Важнейшим этапом в истории противостояния римо-католицизма и Православия явился 4-й крестовый поход (1202-1204). В 1198 году первосвященником Ватикана стал Иннокентий III. Его не могли устраивать постоянно набиравшие остроту отношения между двумя христианскими Церквами. Лавры папы Урбана II, крепко наказавшего крамольный Иерусалим, не давали покоя новому Римскому папе: нужно было во что бы то ни стало примирить латинскую и греческую Церкви, укрепить пошатнувшийся авторитет Ватикана, а заодно и собственные притязания на верховенство во всем христианском мире.

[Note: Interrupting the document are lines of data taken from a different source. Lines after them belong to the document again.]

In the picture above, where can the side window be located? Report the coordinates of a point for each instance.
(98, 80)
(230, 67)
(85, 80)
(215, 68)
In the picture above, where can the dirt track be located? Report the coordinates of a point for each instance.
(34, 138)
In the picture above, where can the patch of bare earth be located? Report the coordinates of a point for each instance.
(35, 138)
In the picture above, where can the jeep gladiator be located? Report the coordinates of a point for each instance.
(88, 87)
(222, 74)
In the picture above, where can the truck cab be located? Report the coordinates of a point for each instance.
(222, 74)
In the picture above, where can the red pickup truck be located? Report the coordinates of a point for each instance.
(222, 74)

В августе того же года, с целью наказать строптивый Египет, наводненный сарацинами, папа провозгласил новый крестовый поход большой армады французских, немецких и итальянских крестоносцев. Однако его призыв не нашел у европейцев столь же восторженного отклика, как это было при папе Урбане II. Время шло, а феодальные магнаты (в первую очередь — французские) мешкали, ссылаясь на трудности перехода огромного войска через безбрежные просторы Средиземного моря (а мыслилось, что будет занято в походе не менее 33.500 человек). Нужны были денежные средства — да еще какие!

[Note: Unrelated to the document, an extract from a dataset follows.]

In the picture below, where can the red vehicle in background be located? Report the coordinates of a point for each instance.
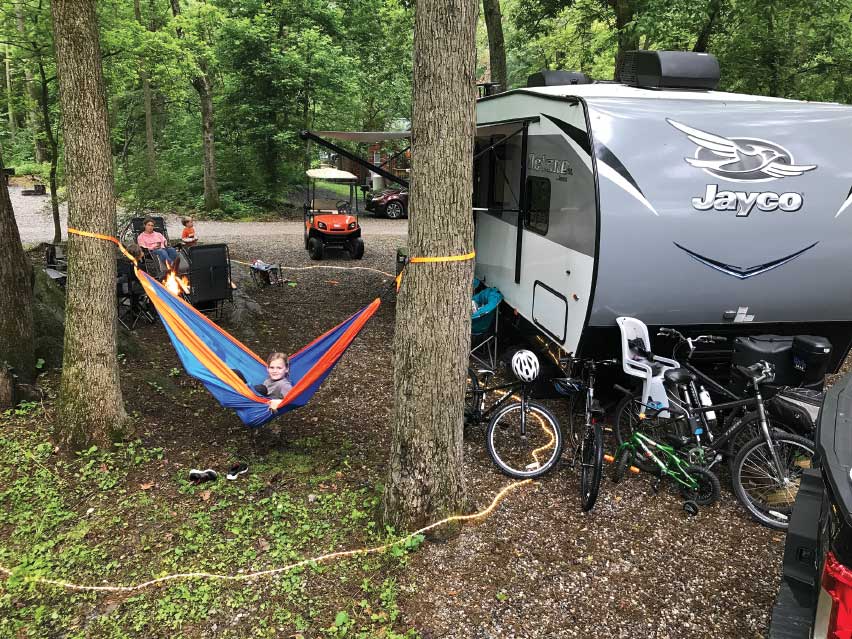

А тем временем над все более дичавшей Европой занимался тревожный XIII век. Некоторым феодальным магнатам на севере Франции удалось наконец-то вступить в переговоры с разбогатевшей на торговле Венецианской республикой: без ее помощи не могло быть и речи об успешности столь трудного похода, да еще с преодолением огромной водной преграды. За предоставление кораблей, судовых команд и обеспечение крестоносцев продовольствием венецианцы затребовали 85.000 марок серебром. Но когда в установленное время (весной 1202 года) войско прибыло в Венецию, численность его оказалась в три раза меньшей (всего 11 000 человек), а денежные средства не насчитывали и половины требуемой суммы.

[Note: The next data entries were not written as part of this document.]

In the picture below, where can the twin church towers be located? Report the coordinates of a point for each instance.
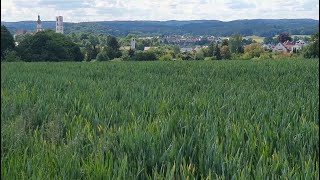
(59, 24)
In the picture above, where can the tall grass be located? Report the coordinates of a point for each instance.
(160, 120)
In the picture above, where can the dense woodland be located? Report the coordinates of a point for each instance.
(258, 27)
(50, 46)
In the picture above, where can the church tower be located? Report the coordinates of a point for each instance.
(133, 44)
(39, 25)
(59, 24)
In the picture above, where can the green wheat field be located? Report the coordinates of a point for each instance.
(160, 120)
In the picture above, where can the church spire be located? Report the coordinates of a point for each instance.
(39, 25)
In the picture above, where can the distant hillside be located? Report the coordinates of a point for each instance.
(258, 27)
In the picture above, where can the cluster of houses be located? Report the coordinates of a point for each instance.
(286, 47)
(184, 41)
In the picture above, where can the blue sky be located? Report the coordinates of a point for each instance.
(104, 10)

В этих условиях венецианцы пошли на открытый шантаж. Обнаружив казну пустой, глава Венецианской республики, 90-летний дож Генрих Дандоло, предложил, чтобы крестоносцы прежде всего отвоевали для его республики христианский город Зару (ныне Задар в Далмации), захваченный венграми в 1186 году, да еще к тому же находившийся под покровительством венгерского короля-крестоносца, а уж потом Венеция отблагодарит их за то, что не станет на Далматинском берегу ненавистного Венеции морского порта, вредоносно мешающего ей торговать со странами Средиземноморья и безраздельно господствовать в Адриатике. Ловкую же крапленую карту подбросил крестоносцам хитрый лис Дандоло! Как ни роптали те поначалу, все равно пришлось им согласиться с предложением венецианского дожа: изменив первоначально намечавшееся направление похода, они буквально растерзали Зару, населенную их единоверцами. Римский папа Иннокентий III и тут, как Пилат, лишь умыл руки: за “пролитие братской крови” он отлучил от Церкви разом все крестоносное войско, но на большинство крестоносцев это вообще не произвело никакого впечатления, поскольку папское отлучение, произведенное чохом, не задевало конкретно никого из творцов и участников разбойного дела.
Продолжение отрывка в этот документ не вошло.